Is Stateless based on the story of Cornelia Rau?

Cate Blanchett: Stateless is not based on anyone's particular story. When Liz and I met back in 2014, we were very much interested in exploring immigration detention stories, as I had just started working with UNHCR (United Nations High Commissioner for Refugees). So we started delving into what was going on in the offshore processing of refugees because when we were growing up in Australia, our country as a brand was welcoming and multicultural; but in our young adulthood, we'd watched that brand shift. So we wanted to reverse engineer that and go back to the time before immigration detention centers were taken offshore, and see how we got from that period to 2014.

Elise McCredie: We were very interested in investigating the period post 9/11 when a lot of boats were coming to Australia filled with asylum seekers, and learning about what the government chose to do with the boats. While researching many of the stories that came from around that time, we did read about the German-Australian woman who was mistakenly put into detention, and many other stories that also came through, but we didn't have a clear idea of the structure of the show at that time. Once we had started to research properly, we settled on the four main characters in the show, whose stories were all inspired by real people, and whose stories were inspired by real-life events.

Do you think people outside Australia will be shocked to see that Australia, too, struggles with human rights issues regarding refugees?

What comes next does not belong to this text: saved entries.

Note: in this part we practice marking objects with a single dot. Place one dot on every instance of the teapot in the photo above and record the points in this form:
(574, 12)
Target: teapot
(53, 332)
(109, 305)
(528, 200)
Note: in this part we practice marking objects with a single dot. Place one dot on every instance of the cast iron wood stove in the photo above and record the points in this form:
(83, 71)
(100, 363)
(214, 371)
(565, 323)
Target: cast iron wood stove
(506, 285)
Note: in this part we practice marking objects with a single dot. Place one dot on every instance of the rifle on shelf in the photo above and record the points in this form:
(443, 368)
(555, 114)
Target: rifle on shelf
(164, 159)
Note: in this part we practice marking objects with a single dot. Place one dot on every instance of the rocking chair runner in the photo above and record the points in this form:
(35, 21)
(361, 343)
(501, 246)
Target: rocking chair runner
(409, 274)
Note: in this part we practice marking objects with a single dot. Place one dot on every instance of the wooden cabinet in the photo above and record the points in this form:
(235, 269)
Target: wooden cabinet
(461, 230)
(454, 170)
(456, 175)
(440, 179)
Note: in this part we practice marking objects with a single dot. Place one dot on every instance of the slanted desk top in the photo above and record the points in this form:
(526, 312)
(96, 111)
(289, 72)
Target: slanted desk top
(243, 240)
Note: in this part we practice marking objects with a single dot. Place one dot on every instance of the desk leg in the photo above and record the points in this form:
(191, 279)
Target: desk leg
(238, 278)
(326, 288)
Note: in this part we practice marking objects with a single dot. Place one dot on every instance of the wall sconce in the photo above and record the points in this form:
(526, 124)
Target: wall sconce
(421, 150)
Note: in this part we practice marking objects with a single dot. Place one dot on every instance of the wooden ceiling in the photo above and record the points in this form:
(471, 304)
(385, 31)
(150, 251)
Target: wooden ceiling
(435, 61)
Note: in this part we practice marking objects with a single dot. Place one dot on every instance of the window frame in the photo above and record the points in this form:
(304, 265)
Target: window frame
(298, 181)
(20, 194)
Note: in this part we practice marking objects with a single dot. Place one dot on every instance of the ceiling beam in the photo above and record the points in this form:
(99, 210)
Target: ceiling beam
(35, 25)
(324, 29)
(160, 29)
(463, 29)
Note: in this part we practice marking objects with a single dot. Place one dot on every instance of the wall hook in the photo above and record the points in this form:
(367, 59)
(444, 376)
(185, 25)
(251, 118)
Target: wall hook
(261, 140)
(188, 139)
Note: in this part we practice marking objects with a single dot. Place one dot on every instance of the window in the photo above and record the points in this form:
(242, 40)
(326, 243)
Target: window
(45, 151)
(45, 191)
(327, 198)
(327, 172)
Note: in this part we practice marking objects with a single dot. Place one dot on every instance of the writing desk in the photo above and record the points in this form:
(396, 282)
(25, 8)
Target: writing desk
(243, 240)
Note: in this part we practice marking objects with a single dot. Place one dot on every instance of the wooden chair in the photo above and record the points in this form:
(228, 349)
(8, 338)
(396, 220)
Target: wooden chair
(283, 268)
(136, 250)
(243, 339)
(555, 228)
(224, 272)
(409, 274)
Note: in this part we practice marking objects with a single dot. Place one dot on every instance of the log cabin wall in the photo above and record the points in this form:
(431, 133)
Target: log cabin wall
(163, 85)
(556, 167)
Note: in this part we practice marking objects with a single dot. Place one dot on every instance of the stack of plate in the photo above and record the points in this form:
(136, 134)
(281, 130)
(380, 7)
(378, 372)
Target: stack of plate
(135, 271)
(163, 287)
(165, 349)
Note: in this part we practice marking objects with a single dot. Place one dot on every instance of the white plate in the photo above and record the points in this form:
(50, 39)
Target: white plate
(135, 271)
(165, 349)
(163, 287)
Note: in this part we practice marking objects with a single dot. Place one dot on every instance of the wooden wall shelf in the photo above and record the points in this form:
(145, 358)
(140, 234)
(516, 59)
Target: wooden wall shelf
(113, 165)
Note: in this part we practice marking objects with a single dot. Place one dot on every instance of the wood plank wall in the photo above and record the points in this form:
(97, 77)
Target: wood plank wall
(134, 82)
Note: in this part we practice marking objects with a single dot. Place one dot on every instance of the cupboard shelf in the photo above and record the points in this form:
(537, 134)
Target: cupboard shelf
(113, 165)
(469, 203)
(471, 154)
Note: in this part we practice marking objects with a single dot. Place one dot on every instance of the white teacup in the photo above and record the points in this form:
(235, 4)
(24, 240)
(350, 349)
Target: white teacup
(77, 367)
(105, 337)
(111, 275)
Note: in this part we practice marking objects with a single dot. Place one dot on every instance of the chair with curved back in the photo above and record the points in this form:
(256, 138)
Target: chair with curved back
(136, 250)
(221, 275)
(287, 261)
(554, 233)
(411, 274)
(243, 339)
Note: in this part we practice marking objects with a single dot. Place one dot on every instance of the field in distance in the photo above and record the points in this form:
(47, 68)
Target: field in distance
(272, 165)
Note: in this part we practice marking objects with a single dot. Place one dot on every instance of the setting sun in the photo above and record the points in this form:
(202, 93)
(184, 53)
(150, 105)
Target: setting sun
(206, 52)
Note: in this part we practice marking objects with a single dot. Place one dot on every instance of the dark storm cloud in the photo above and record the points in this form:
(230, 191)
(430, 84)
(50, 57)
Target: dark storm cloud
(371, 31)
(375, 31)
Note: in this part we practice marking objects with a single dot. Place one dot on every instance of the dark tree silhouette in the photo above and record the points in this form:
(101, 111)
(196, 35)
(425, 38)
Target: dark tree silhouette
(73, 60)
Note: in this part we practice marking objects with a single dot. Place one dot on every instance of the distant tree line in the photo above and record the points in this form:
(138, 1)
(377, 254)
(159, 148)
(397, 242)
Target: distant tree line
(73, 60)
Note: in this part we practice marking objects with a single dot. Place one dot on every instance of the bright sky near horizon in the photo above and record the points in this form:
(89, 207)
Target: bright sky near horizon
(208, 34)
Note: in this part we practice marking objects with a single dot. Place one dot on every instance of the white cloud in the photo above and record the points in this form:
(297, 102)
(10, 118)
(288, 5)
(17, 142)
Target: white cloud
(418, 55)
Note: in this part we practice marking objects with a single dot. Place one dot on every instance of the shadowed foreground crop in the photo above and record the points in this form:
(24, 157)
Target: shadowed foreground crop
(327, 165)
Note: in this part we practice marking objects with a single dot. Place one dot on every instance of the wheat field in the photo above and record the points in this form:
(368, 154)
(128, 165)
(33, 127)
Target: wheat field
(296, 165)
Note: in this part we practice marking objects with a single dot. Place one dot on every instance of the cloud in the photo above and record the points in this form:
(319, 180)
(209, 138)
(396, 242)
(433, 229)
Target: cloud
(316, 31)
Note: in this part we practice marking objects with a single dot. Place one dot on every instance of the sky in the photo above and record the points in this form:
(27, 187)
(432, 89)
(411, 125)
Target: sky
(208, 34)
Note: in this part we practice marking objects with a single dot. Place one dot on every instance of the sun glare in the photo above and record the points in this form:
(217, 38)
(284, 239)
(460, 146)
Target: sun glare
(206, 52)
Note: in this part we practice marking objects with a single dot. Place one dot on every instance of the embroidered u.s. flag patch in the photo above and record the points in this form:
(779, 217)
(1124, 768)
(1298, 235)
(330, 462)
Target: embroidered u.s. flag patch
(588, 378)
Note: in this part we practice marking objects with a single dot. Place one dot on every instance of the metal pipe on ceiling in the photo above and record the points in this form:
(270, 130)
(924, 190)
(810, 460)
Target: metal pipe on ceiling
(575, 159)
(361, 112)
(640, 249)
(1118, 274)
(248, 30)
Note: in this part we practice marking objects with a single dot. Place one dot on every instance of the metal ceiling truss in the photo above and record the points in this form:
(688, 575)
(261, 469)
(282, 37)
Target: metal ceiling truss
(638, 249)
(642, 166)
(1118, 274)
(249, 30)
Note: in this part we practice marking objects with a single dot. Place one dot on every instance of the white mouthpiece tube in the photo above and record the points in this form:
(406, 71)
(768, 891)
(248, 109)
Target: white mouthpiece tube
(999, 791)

CB: Part of the desire to create a drama around this particular issue, and everything that hangs off it, comes from the fact that it’s been cloaked in silence for years. I feel that in not talking about it, and not dealing with it, and not trying to honor ourselves as signatories of the Universal Declaration of Human Rights, we get separated from our humanity. I think we create a schism, not only within our communities, but within ourselves, and then we get estranged from our own identity. So, we wanted to scaffold a conversation around these issues and tell the story, not just from a detainee perspective, but from the perspective of the policymakers and the guard as well as that of an Afghani refugee. I hope people will say it’s not a judgmental series. It’s a provocative and painful series, but it’s something we all need to look at.

EM: As storytellers, we didn't want to say, “This is the right or the wrong position.” We wanted to present the world from multiple perspectives, and say, “We don't have the answers, but we're showing you that this is how it was.”

CB: I felt like that period of history was already being forgotten: or, worse, it’s also being valorized. As someone who lives and works in various parts of the world, it’s devastating to me to hear the same immigration rhetoric that I’ve heard in my own country being employed around the building of a wall now too.

EM: We lure you in with the fishing line of Dominic West and Cate Blanchett dancing and singing, with all that color and movement in the opening episode, but by the third or fourth episode you are dealing with heavy, painful stuff about immigration. We’re conscious of having to get an audience to watch it in the first place, and then we’re hoping they will choose to keep watching rather than stop when Cate stops singing!